These are the strings that I should not allow in my address:
"PO BOX","P0 DRAWER","POSTOFFICE", " PO ", " BOX ", "C/O","C.O."," ICO "," C/O "," C\0 ","C/0","P O BOX", "P 0 BOX","P 0 B0X","P0 B0X","P0 BOX","P0BOX","P0B0X", "POBX","P0BX","POBOX","P.0.","P.O","P O "," P 0 ", "P.O.BOX","P.O.B","POB ","P0B","P 0 B","P O B", " CARE ","IN CARE"," APO "," CPO "," UPO ", "GENDEL", "GEN DEL", "GENDELIVERY","GEN DELIVERY","GENERALDEL", "GENERAL DEL","GENERALDELIVERY","GENERAL DELIVERY"I created regular expression: This expression validates only POBOx part – please correct to not allow all the above strings in my address field
"([\\w\\s*\\W]*((P(O|OST)?.?\\s*((O(FF(ICE)?)?)?.?\\s*(B(IN|OX|.?))|B(IN|OX))+))[\\w\\s*\\W]*)+
|([\\w\\s*\\W]* (IN \s*(CARE)?\\s*)|\s*[\\w\\s*\\W]*((.?(APO)?|.?(cPO)?|.?(uPO))?.?\s*) [\\w\\s*\\W]*|([\\w\\s*\\W]*(GEN(ERAL)?)?.?\s*(DEL(IVERY)?)?.?\s* [\\w\\s*\\W]*))"; 12 3 Answers
I'm guessing you're trying to see if an address string contains any restricted phrases.
Please do not do this in one single regex.
Doing one single massive regex matching query means it's hard to understand what you did to create the regex, hard to extend if more restrictions pop up, and generally not good code practice.
Here's a (hopefully) more sane approach:
public static final String RESTRICTIONS[] = { " P[0O] ", " B[0O]X ", "etc, etc" };
public static boolean containsRestrictions(String testString) { for (String expression : RESTRICTIONS) { Matcher restriction = Pattern.compile(expression).matcher(testString); if (restriction.find()) return true; } return false;
}You're still doing regex matching, so you can put your fancy schmancy regex into your restrictions list, but it works on just plain old strings too. Now you only need to verify that each of the individual regexes work instead of verifying a giant regex against all possible cases. If you wanna add a new restriction, just add it to the list. If you're real fancy you can load the restrictions from a configuration file or inject it using spring so your pesky product people can add address restrictions without touching une ligne de code.
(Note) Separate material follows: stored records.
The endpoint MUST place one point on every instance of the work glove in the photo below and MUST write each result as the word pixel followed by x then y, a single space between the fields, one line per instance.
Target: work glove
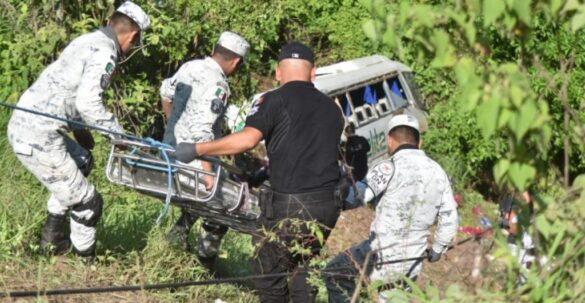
pixel 185 152
pixel 433 256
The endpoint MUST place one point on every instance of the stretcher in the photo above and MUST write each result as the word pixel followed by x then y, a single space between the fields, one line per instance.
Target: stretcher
pixel 143 167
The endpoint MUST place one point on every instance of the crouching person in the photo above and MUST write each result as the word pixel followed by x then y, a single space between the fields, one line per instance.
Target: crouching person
pixel 72 88
pixel 411 191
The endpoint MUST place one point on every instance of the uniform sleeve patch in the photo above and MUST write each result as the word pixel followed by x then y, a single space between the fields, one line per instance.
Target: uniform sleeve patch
pixel 221 94
pixel 256 106
pixel 217 106
pixel 105 81
pixel 110 68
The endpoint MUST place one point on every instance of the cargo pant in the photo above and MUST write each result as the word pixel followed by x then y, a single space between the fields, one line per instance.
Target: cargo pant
pixel 62 168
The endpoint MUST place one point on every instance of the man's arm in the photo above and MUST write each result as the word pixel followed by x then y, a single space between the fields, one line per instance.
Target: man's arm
pixel 447 221
pixel 377 180
pixel 233 144
pixel 167 106
pixel 96 78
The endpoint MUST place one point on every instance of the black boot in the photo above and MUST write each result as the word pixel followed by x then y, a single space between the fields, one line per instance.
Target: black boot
pixel 179 234
pixel 53 238
pixel 87 256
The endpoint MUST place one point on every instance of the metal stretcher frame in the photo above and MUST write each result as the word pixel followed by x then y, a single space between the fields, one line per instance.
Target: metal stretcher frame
pixel 228 202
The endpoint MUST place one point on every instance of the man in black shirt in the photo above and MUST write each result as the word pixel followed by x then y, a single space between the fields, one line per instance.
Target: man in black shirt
pixel 302 128
pixel 356 156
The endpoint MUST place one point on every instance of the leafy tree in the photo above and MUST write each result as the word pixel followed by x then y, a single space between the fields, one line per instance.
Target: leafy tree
pixel 515 67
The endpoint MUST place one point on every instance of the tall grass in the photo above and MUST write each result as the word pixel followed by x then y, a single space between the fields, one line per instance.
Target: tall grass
pixel 131 248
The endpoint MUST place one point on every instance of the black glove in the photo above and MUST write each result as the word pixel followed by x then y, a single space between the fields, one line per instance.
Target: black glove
pixel 185 152
pixel 433 256
pixel 84 138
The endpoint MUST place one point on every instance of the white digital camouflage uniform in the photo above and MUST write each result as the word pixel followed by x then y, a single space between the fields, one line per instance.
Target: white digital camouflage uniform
pixel 201 87
pixel 413 191
pixel 71 88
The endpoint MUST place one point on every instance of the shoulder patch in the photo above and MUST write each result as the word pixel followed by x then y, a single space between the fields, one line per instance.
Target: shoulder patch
pixel 217 106
pixel 105 81
pixel 220 93
pixel 110 68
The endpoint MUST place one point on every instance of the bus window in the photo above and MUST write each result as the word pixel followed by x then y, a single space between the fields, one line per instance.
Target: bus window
pixel 344 104
pixel 369 94
pixel 414 89
pixel 396 93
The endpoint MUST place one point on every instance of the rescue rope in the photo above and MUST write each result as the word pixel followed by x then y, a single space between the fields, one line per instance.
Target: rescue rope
pixel 109 289
pixel 162 148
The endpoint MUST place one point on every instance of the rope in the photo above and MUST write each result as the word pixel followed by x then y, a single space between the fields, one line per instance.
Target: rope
pixel 162 148
pixel 78 123
pixel 92 290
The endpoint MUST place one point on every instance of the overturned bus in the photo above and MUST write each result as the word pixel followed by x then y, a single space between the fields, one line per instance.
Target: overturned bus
pixel 367 90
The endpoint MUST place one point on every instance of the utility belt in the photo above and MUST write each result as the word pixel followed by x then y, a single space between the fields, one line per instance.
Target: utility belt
pixel 269 199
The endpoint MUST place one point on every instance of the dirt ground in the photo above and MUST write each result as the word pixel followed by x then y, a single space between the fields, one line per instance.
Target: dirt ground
pixel 464 264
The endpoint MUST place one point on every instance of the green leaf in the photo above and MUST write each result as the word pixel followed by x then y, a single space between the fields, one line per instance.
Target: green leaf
pixel 522 9
pixel 369 28
pixel 526 117
pixel 543 226
pixel 487 117
pixel 154 39
pixel 517 94
pixel 555 5
pixel 500 170
pixel 520 174
pixel 578 21
pixel 571 5
pixel 492 10
pixel 444 53
pixel 579 182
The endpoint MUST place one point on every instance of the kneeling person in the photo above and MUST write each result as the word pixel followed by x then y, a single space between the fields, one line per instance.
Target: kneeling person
pixel 413 191
pixel 72 88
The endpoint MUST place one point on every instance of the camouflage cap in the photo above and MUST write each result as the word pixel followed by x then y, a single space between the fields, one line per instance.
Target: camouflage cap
pixel 135 13
pixel 235 43
pixel 403 120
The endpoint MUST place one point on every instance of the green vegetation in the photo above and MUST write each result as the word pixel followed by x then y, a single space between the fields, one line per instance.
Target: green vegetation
pixel 503 80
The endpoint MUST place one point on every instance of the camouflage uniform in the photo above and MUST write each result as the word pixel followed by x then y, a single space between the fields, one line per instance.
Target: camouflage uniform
pixel 71 88
pixel 412 190
pixel 199 92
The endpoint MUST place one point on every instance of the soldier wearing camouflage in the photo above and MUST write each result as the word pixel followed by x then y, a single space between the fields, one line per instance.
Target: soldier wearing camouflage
pixel 71 88
pixel 410 191
pixel 199 93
Edit: To make this even easier to read, and to do what you really want (restricting strings separated from other strings using whitespace), you can remove regexes altogether from the restrictions and do some basic matching work in your method.
// No regexes here, just words you wanna restrict
public static final String RESTRICTIONS[] = { "PO", "PO BOX", "etc, etc" };
public static boolean containsRestrictions(String testString) { for (String word : RESTRICTIONS) { String expression = "(^|\\s)" + word + "(\\s|$)"; Matcher restriction = Pattern.compile(expression).matcher(testString); if (restriction.find()) return true; } return false;
} 5 So, you want to search substrings like a pro? I'd suggest using the Aho Corasick algorithm which solves the kind of problems you have.
Selling point:
It is a kind of dictionary-matching algorithm that locates elements of a finite set of strings (the "dictionary") within an input text. It matches all patterns simultaneously.
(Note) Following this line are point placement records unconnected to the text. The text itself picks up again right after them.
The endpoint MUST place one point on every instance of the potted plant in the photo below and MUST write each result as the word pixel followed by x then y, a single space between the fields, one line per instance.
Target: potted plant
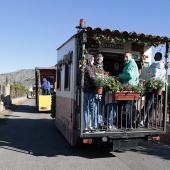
pixel 99 83
pixel 124 91
pixel 155 83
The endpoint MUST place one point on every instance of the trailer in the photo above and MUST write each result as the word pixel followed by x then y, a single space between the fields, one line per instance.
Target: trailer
pixel 43 102
pixel 69 97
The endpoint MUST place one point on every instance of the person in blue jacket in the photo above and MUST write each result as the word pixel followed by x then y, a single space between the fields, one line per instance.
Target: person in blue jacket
pixel 46 87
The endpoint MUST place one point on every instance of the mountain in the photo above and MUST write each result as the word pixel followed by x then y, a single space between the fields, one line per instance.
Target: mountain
pixel 25 77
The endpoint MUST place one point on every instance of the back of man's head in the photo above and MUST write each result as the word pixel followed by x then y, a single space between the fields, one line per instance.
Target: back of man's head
pixel 158 56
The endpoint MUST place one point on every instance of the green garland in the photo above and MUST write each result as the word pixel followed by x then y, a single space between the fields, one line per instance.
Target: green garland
pixel 125 38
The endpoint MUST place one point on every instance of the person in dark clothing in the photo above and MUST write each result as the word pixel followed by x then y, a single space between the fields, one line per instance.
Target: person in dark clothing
pixel 45 86
pixel 116 69
pixel 89 95
pixel 99 70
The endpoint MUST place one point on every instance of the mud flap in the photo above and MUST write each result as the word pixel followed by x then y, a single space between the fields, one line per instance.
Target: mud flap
pixel 125 144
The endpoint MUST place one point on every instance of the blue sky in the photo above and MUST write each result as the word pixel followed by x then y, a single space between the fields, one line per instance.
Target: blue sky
pixel 32 30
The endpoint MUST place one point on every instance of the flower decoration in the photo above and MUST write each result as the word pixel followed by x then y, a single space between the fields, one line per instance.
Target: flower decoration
pixel 114 85
pixel 155 83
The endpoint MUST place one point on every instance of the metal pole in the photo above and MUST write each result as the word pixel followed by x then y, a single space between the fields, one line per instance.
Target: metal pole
pixel 166 88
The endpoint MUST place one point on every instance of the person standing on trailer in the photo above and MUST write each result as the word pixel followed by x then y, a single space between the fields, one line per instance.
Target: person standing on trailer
pixel 130 75
pixel 112 105
pixel 89 95
pixel 99 70
pixel 45 86
pixel 157 69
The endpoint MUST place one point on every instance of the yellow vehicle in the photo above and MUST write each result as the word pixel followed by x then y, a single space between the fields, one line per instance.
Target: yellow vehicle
pixel 43 102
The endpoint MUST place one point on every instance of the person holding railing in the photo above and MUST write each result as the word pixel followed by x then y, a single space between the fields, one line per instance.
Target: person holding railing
pixel 130 75
pixel 89 95
pixel 99 69
pixel 156 69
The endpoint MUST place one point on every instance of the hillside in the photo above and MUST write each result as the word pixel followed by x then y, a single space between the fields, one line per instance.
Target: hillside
pixel 25 77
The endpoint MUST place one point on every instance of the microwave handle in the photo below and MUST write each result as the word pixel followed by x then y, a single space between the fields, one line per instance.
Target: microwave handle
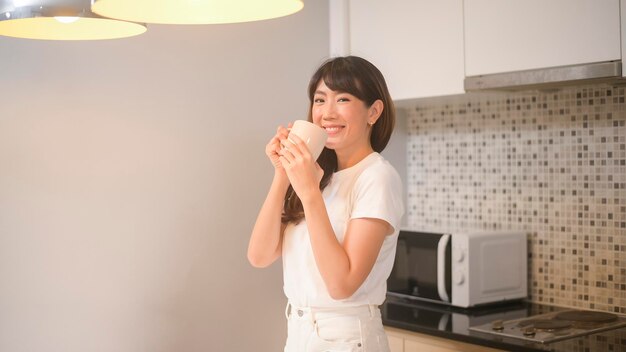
pixel 441 267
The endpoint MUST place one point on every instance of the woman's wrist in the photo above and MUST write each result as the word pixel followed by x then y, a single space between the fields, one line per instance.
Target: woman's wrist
pixel 281 179
pixel 310 197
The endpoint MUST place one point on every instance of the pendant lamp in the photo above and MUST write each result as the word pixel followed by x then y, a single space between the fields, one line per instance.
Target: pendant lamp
pixel 195 11
pixel 60 20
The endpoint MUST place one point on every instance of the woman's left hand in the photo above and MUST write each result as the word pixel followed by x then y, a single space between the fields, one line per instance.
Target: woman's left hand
pixel 303 171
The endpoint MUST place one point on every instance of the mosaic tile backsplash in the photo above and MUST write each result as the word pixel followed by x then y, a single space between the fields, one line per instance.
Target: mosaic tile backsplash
pixel 551 163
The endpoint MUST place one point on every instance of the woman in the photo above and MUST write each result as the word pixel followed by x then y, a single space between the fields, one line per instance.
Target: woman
pixel 335 222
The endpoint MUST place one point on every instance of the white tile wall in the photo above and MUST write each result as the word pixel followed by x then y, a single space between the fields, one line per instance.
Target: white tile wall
pixel 550 163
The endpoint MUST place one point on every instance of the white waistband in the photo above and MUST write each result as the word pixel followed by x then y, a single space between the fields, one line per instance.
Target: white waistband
pixel 311 312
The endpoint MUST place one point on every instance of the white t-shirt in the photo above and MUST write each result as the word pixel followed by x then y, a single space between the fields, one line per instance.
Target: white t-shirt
pixel 370 189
Luckily, a Java implementation exists. You can get it here.
Here's how to use it:
// this is the part you have to do only once
AhoCorasick tree = new AhoCorasick();
String[] terms = {"PO BOX","P0 DRAWER",...};
for (int i = 0; i < terms.length; i++) { tree.add(terms[i].getBytes(), terms[i]);
}
tree.prepare();
// here comes the part you use for every address you want to check
String text = "The ga3 mutant of Arabidopsis is a gibberellin-responsive. In UPO, that is...";
boolean restrictedWordFound = false;
@SuppressWarnings("unchecked")
Iterator<SearchResult> search = (Iterator<SearchResult>)tree.search(text.getBytes());
if(search.hasNext()) { restrictedWordFound = true;
}If a match has been found, restrictedWordFound will be true.
Note: this search is case sensitive. Since your strings are all in upper case, I'd suggest you first convert address in a temporary upper case variant and use matching on it. That way, you will cover all possible combinations.
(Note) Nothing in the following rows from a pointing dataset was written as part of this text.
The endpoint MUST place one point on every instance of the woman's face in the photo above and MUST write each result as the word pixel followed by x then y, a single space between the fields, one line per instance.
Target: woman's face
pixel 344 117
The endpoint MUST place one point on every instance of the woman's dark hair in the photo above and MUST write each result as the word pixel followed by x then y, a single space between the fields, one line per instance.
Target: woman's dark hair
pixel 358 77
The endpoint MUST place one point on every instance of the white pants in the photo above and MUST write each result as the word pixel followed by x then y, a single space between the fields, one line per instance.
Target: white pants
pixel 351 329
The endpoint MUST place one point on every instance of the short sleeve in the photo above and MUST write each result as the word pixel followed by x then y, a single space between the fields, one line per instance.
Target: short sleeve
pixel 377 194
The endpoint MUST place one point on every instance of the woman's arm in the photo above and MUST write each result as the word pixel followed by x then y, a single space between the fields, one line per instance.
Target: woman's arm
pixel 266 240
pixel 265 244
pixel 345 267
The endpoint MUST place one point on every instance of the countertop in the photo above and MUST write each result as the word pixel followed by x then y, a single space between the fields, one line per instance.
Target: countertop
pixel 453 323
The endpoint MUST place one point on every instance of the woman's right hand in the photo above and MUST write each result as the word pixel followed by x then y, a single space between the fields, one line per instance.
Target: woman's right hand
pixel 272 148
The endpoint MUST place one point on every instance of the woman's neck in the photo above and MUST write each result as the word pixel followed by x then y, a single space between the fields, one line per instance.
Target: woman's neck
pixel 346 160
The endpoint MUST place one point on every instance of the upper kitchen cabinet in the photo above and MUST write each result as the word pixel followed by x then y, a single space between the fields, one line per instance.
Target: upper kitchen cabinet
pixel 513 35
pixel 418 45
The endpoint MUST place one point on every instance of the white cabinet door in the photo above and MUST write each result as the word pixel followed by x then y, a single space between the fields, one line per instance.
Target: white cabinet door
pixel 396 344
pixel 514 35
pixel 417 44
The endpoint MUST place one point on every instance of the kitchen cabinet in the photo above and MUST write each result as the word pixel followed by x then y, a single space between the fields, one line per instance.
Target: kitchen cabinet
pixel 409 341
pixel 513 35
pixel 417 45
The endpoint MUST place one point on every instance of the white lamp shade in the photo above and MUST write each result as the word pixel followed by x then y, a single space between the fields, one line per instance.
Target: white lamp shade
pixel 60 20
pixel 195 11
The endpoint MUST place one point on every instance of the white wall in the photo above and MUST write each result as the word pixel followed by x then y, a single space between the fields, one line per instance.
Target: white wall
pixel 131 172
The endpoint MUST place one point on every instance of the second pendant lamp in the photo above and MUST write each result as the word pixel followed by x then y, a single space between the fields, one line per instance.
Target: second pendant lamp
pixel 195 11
From my tests, Aho Corasick is faster than regex based search and in most cases faster than naive string searching using contains and other String based methods. You can add even more filter words; Aho Corasick is the way to go.
Instead of using such complicated regular expressions, you can state: the regex:
"PO BOX|P0 DRAWER|POSTOFFICE| PO | BOX |C/O|C.O.| ICO | C/O | C\0 |C/0|P O BOX|P 0 BOX|P 0 B0X|P0 B0X|P0 BOX|P0BOX|P0B0X|POBX|P0BX|POBOX|P.0.|P.O|P O | P 0 |P.O.BOX|P.O.B|POB |P0B|P 0 B|P O B| CARE |IN CARE| APO | CPO | UPO |GENDEL|GEN DEL|GENDELIVERY|GEN DELIVERY|GENERALDEL|GENERAL DEL|GENERALDELIVERY|GENERAL DELIVERY"And negate the answer.
When you compile the regex (in Java) the resulting mechanism will become more efficiënt. (Java uses DFA minimalisation).